Das Sportgericht des Deutschen Fußball-Bundes verhandelt am 24. April den Einspruch des VfL Wolfsburg gegen die Sperre von Diego Klimowicz. Der Argentinier war nach einer Tätlichkeit für vier Spiele gesperrt worden.

Am 24. April wird das Sportgericht des Deutschen Fußball-Bundes (DFB) über den Einspruch des Bundesligisten VfL Wolfsburg gegen die Sperre des Angreifers Diego Klimowicz entscheiden. Die Verhandlung findet in der DFB-Zentrale in Frankfurt am Main statt, den Vorsitz hat Dr.
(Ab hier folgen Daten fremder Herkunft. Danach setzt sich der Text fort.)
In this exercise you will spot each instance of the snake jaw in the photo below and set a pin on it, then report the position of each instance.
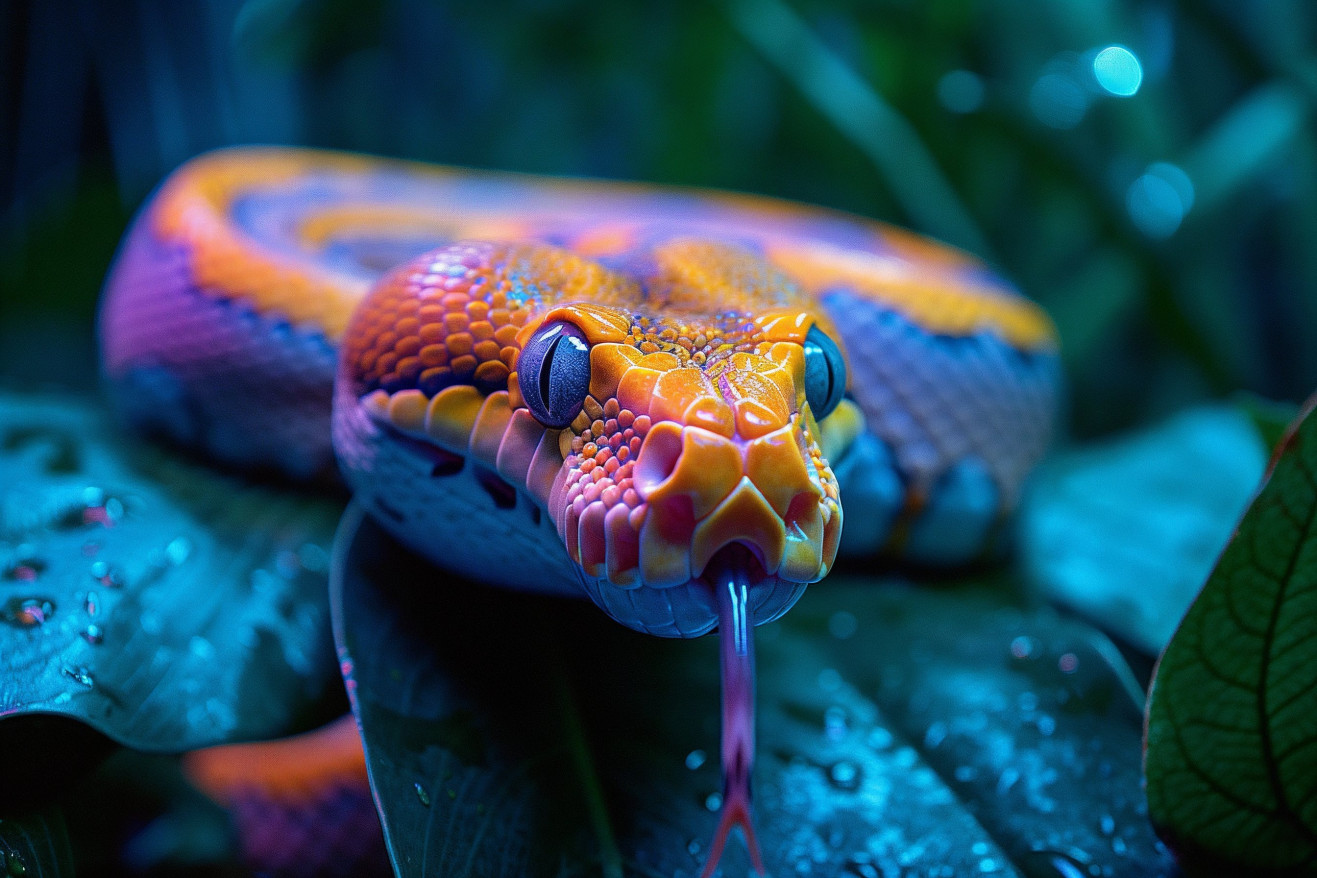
(676, 466)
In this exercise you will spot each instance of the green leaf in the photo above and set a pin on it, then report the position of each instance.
(1232, 733)
(36, 845)
(946, 731)
(149, 599)
(1126, 532)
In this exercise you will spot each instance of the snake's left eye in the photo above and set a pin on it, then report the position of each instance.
(553, 371)
(825, 373)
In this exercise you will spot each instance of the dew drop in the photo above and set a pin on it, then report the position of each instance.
(1070, 862)
(1023, 646)
(26, 612)
(835, 725)
(79, 675)
(844, 775)
(25, 570)
(879, 739)
(178, 550)
(106, 575)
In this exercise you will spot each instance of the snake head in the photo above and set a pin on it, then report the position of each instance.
(686, 436)
(664, 415)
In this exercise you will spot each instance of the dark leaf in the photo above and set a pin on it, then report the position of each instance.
(152, 600)
(36, 845)
(1232, 737)
(946, 729)
(1125, 533)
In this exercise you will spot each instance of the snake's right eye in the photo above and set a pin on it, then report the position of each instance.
(553, 371)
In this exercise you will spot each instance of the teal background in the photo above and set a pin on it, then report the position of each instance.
(979, 123)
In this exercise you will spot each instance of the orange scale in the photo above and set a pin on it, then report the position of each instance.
(407, 327)
(491, 373)
(431, 375)
(505, 335)
(432, 332)
(408, 367)
(433, 356)
(460, 344)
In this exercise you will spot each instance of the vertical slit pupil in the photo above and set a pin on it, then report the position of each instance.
(547, 374)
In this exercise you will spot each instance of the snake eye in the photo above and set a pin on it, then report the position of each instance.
(825, 373)
(553, 371)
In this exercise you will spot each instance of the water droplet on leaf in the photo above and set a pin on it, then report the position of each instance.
(844, 775)
(26, 612)
(79, 675)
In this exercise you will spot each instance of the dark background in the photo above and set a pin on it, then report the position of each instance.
(1172, 234)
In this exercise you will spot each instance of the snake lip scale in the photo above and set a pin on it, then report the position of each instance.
(659, 399)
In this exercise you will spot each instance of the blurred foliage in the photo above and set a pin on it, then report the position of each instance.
(980, 123)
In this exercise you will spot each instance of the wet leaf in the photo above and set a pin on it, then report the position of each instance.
(1232, 737)
(950, 731)
(1125, 533)
(36, 845)
(149, 599)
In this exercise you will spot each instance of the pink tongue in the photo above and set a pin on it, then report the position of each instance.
(735, 633)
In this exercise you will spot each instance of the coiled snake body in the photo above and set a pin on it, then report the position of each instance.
(657, 398)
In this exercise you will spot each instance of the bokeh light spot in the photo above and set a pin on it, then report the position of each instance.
(1118, 71)
(960, 91)
(1159, 199)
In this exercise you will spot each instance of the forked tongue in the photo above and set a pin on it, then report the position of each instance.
(730, 577)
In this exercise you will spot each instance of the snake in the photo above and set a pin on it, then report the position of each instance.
(653, 398)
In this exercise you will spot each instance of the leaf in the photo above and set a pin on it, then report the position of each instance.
(1125, 533)
(149, 599)
(1232, 733)
(36, 845)
(946, 731)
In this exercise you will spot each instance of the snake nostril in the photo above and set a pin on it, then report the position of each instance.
(657, 458)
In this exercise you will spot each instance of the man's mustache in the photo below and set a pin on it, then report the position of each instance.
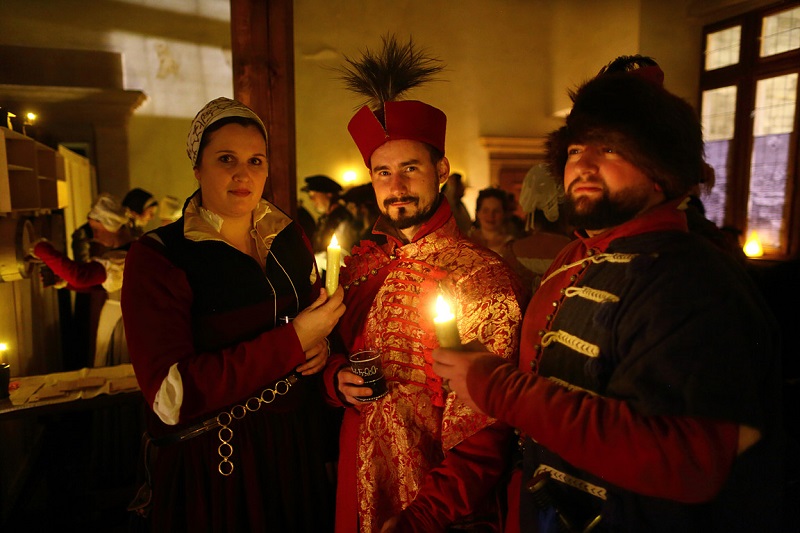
(389, 201)
(585, 181)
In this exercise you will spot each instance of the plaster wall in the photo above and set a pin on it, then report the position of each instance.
(509, 63)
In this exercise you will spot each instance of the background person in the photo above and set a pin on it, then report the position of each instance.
(453, 191)
(333, 215)
(169, 210)
(539, 198)
(416, 459)
(102, 272)
(142, 207)
(237, 416)
(106, 229)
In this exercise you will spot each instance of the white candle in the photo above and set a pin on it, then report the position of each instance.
(445, 324)
(334, 260)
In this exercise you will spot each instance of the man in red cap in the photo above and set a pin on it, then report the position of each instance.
(334, 218)
(417, 458)
(648, 388)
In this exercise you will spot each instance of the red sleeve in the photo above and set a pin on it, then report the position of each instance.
(156, 309)
(78, 275)
(678, 458)
(461, 483)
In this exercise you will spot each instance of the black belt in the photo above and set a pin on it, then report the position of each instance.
(186, 434)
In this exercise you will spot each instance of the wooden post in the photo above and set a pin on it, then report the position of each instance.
(262, 49)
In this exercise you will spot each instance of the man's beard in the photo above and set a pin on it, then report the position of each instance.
(402, 220)
(608, 211)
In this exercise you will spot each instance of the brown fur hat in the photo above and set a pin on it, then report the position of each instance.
(651, 127)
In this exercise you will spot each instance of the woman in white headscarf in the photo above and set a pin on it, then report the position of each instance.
(227, 323)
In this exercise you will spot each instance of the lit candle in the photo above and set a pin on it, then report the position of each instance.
(332, 272)
(445, 324)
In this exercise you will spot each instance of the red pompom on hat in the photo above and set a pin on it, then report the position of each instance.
(406, 119)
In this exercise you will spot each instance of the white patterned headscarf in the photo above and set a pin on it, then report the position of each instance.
(540, 191)
(213, 111)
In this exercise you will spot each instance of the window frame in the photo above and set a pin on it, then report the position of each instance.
(744, 75)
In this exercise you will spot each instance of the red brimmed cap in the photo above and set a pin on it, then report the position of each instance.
(406, 119)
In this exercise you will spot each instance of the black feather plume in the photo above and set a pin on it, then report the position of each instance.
(385, 75)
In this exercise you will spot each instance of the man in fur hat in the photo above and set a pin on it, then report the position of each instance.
(647, 387)
(417, 458)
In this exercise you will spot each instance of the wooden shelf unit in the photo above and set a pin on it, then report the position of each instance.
(32, 175)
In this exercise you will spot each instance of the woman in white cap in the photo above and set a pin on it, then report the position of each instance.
(227, 324)
(101, 271)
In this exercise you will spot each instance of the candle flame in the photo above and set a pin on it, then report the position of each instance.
(443, 312)
(752, 248)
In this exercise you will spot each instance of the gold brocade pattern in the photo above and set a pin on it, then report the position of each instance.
(408, 432)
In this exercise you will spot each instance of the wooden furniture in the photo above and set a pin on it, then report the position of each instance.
(31, 174)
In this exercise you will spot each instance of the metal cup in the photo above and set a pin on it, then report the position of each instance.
(367, 364)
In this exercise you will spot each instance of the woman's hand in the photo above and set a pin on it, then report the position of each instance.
(316, 358)
(316, 321)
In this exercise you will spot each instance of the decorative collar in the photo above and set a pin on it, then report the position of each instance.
(440, 216)
(200, 224)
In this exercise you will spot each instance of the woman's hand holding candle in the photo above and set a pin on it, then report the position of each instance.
(334, 262)
(445, 324)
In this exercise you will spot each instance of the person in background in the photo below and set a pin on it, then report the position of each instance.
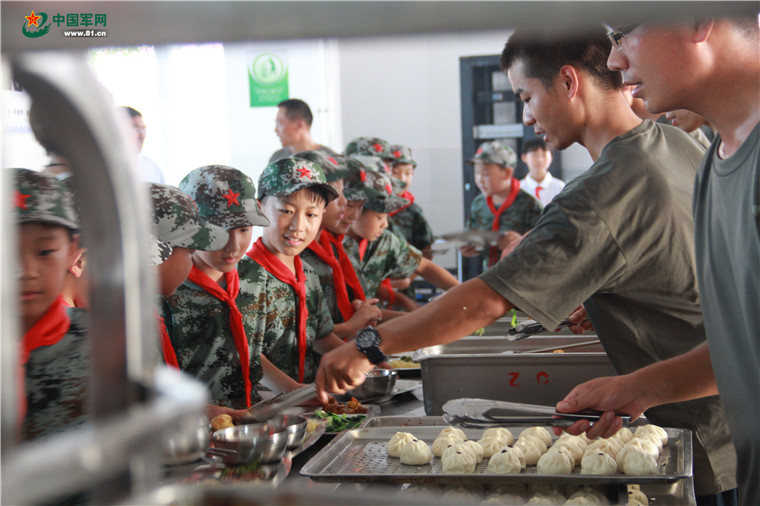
(55, 347)
(149, 170)
(280, 297)
(293, 127)
(539, 182)
(712, 67)
(501, 206)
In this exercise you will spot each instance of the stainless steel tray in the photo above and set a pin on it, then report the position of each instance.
(359, 455)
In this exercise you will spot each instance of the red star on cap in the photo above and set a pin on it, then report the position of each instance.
(305, 172)
(32, 19)
(21, 200)
(231, 197)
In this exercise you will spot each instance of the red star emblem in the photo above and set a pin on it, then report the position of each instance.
(231, 197)
(305, 172)
(21, 200)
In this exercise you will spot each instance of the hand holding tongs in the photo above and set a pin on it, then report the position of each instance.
(265, 410)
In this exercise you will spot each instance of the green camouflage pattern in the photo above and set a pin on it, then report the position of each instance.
(410, 223)
(56, 380)
(402, 154)
(495, 152)
(269, 309)
(332, 167)
(388, 256)
(225, 196)
(288, 175)
(198, 325)
(43, 198)
(369, 146)
(177, 222)
(385, 199)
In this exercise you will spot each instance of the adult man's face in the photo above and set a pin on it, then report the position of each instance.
(546, 110)
(656, 62)
(285, 128)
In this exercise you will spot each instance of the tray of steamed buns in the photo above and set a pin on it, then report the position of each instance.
(432, 454)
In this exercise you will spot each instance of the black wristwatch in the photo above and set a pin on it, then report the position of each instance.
(368, 342)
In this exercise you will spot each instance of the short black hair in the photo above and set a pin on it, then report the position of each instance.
(535, 145)
(543, 57)
(296, 108)
(133, 113)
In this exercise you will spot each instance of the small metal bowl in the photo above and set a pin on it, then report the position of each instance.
(246, 444)
(378, 383)
(295, 426)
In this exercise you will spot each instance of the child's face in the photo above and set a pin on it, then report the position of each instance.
(404, 172)
(173, 272)
(227, 258)
(538, 162)
(295, 221)
(492, 178)
(370, 224)
(46, 252)
(353, 210)
(336, 208)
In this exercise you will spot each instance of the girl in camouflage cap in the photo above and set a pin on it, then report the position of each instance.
(202, 318)
(280, 297)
Rainer Koch (Poing), der Vorsitzende des DFB-Sportgerichts.

Der Argentinier Klimowicz, mit elf Saisontreffern derzeit bester Torschütze der "Wölfe", hatte im Bundesliga-Spiel gegen den MSV Duisburg (1:1) in der 61. Minute nach einer Tätlichkeit gegen Thomas Baelum die Rote Karte von Schiedsrichter Lutz Wagner (Kriftel) gesehen und war für vier Spiele gesperrt worden. Sollte diese Sperre in Kraft treten, würde er den abstiegsbedrohten Niedersachsen erst wieder in den letzten beiden Saisonspielen beim VfB Stuttgart und gegen den 1. FC Kaiserslautern zur Verfügung stehen.